More than to restrain the State from redistributing resources and covering risks, Neoliberalism seeks to change its priorities. On the one hand, governments are required to give precedence to price stability over the pursuit of full employment, which compels them to profess an undying allegiance to balanced budgets. But on the other hand, the deflationist consequences of their vow to curtail demand entices them to opt for so-called supply-side policies. According to the neoliberal doctrine, in other words, pursuing economic growth can only be achieved through measures such as tax cuts, deregulations and subsidies, which are meant to sustain the confidence of capital owners in the profitability of investments.

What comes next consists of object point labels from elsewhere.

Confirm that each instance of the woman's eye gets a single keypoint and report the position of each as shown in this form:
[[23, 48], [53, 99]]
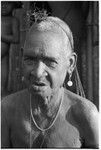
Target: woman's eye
[[51, 64], [30, 61]]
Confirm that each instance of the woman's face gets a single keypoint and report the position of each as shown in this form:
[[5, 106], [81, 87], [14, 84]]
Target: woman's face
[[45, 65]]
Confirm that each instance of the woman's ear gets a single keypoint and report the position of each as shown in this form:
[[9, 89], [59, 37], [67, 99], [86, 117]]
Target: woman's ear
[[72, 62]]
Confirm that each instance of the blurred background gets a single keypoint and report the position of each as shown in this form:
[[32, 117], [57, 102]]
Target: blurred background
[[83, 19]]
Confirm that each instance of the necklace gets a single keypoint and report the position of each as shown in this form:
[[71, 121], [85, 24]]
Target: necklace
[[39, 128], [45, 129]]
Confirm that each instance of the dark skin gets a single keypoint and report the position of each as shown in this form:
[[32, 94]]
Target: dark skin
[[9, 35]]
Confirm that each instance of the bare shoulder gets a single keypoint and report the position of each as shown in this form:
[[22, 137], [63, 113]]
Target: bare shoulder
[[84, 115], [15, 19], [11, 101]]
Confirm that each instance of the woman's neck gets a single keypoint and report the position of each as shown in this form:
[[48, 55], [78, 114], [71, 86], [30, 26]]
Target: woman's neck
[[46, 106]]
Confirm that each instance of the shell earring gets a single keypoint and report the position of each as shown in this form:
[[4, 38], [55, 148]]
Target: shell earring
[[70, 83], [22, 78]]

Combining austerity for wage earners with extravagant generosity toward asset holders, counterrevolutionary neoliberalism seems, since the financial crisis of 2008, to have entered an era of fatal turbulence. However, as Melinda Cooper explains in the interview she gave us, the regime that is in the process of taking its place looks neither like the neo-Keynesian compact that preceded it nor like the post-capitalist future that neoliberals were determined to ward off.

Encouraged by the measures meant to ensure the stagnation of wages and the appreciation of capital, the more audacious exponents of the neoliberal creed did not wait for the waning of their own legitimacy to take on the third pillar of postwar managerial capitalism: along with their assault on the Welfare State and labor unions, they set out, if not to destroy, at least to transform the type of firm that had come to represent US business culture, namely the publicly traded corporation where property is dispersed among a large number of shareholders while power is exercised by salaried managers.

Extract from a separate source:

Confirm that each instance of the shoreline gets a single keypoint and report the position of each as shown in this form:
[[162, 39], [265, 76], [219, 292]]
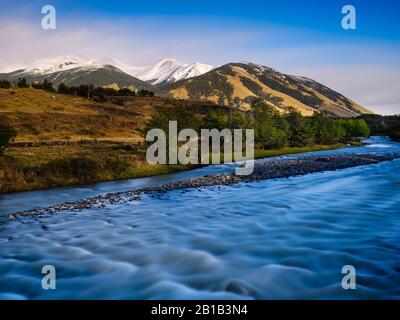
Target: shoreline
[[146, 171], [276, 169]]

Under the guise of fighting technocracy and democratizing finance, Melinda Cooper argues, what these reformers successfully brought about is a new “gilded age” of capitalism, where property and power are once again reunited, either in the hands of one single individual or shared by a small group of associates. Such is the case of tech corporations that were born as startups and remain under the control of their founder even after they go public, but also of private equity funds whose partners are licensed to restructure, chop up and sell the companies that they subject to leveraged buyouts.

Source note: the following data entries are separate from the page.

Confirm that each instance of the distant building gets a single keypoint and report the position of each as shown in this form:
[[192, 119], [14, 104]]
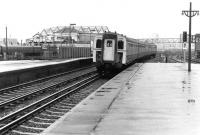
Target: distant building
[[66, 35], [10, 42]]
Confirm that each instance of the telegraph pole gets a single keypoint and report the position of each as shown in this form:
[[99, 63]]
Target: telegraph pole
[[190, 14]]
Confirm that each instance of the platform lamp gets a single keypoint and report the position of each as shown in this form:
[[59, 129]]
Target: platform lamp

Now, as it turns out, these new “robber barons” happen to be the close guard surrounding the newly elected president of the United States. Far from satisfied with the tax breaks and loosened regulations distinctive of the counterrevolutionary period, they harbor much greater ambitions: what these oligarchs want from Donald Trump is for his administration to dismantle the public agencies in charge of social programs and public services and to grant them the management of the tasks that the federal state is no longer capable of administering.

To be able to sell public institutions at auction, however, the 47th president of the United States needs the same free rein that his cronies enjoy in their own companies. Hence the so-called “Unitary Executive Theory”, according to which the powers of the president supersede those of all the other branches of government. The return of patrimonial capitalism is thus intimately linked with the advent of an autocratic presidency – a regime that Melinda Cooper no longer calls counterrevolutionary neoliberalism but revolutionary conservatism.